The other application of the sequence by Gann was with respect to time. Consider how 21- and 55-day moving averages are a favorite of purist technicians. It was this aspect of time when applied to the “birth dates” of markets that I wish to concentrate on—specifically for the Treasury market.

On August 22, l977, the Chicago Board of Trade started trading 30-year bond futures. This year, August 22 falls on a Monday. It will be the **THIRTY-FOURTH ANNIVERSARY** (34 is a Fibonacci number). My goal is not to make a market prediction as much as to share a fascinating possibility.

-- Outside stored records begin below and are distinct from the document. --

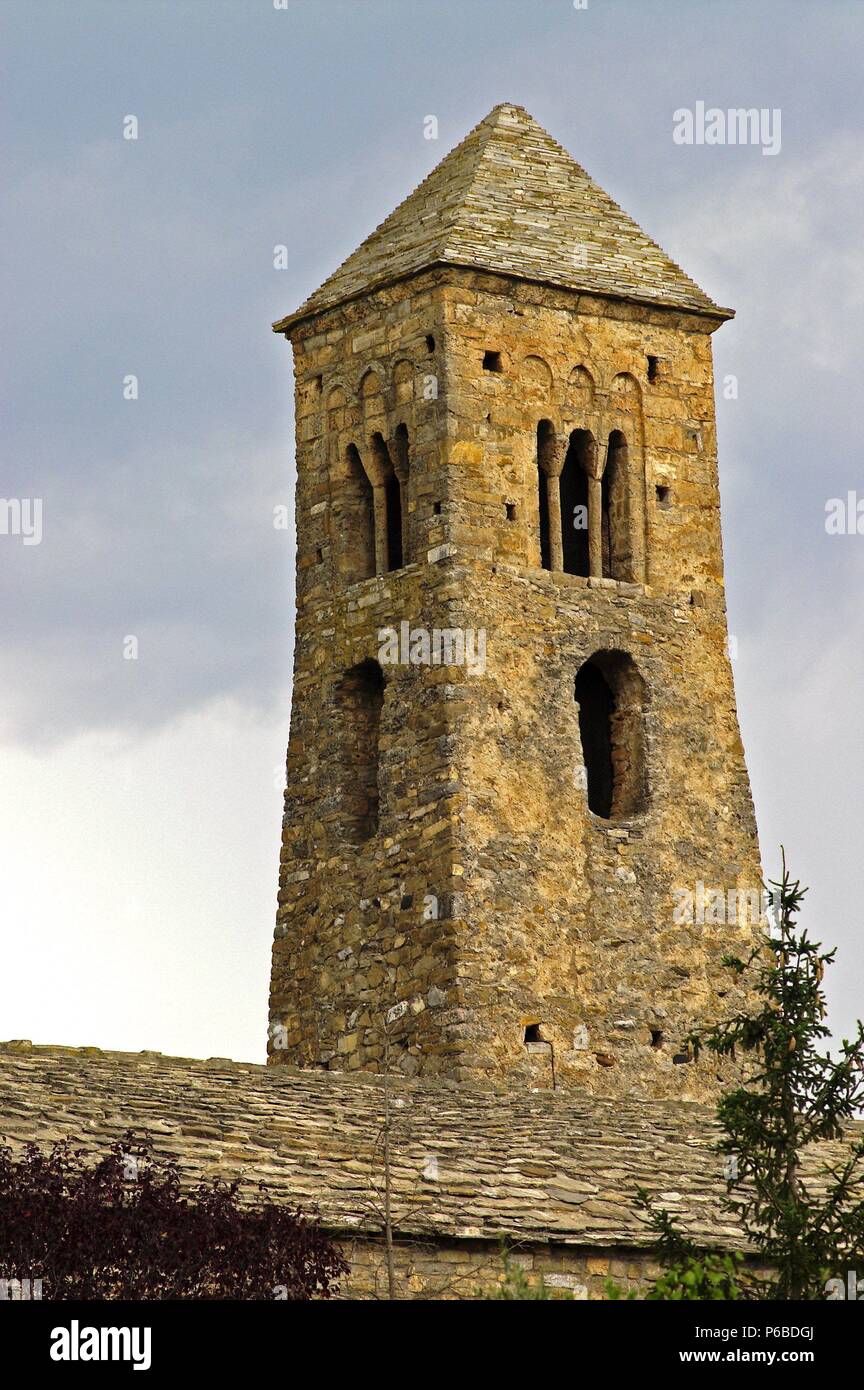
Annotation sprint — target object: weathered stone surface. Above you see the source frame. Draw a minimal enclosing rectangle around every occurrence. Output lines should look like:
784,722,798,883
1,1044,856,1299
274,103,728,334
269,106,762,1100
0,108,774,1300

The next Fibonacci number is 55, it's a difference of 21, which could determine the length of the next cycle. If this Gann cycle is accurate, it may mean a cycle high in price, a cycle low in rates in the Treasury complex could occur possibly on August 22, or thereabouts. Another way to look at this would be, that it may be the **BEGINNING OF A 21-YEAR CYCLE** in lower prices, higher rates.

Simply stated, if this measure were truly predictive, it could mean the end of a bull cycle and the beginning of a bear cycle in Treasury prices. This may not mean that once the cycle's low yield is reached, the market will immediately reverse. Yet, if you were to look back , over time it could show up as an important turning point in the market.

There have been several large changes over the years in the bond contract, like a coupon change 11 years ago from an 8-percent coupon to the current 6-percent coupon. I can’t say if that would distort Gann’s theories. At the margins I hope readers find this interesting. Yet for those of you out there that believe in a higher order to human behavior, this could prove to be a prediction that W.D Gann might have mailed into CNBC if he was alive today.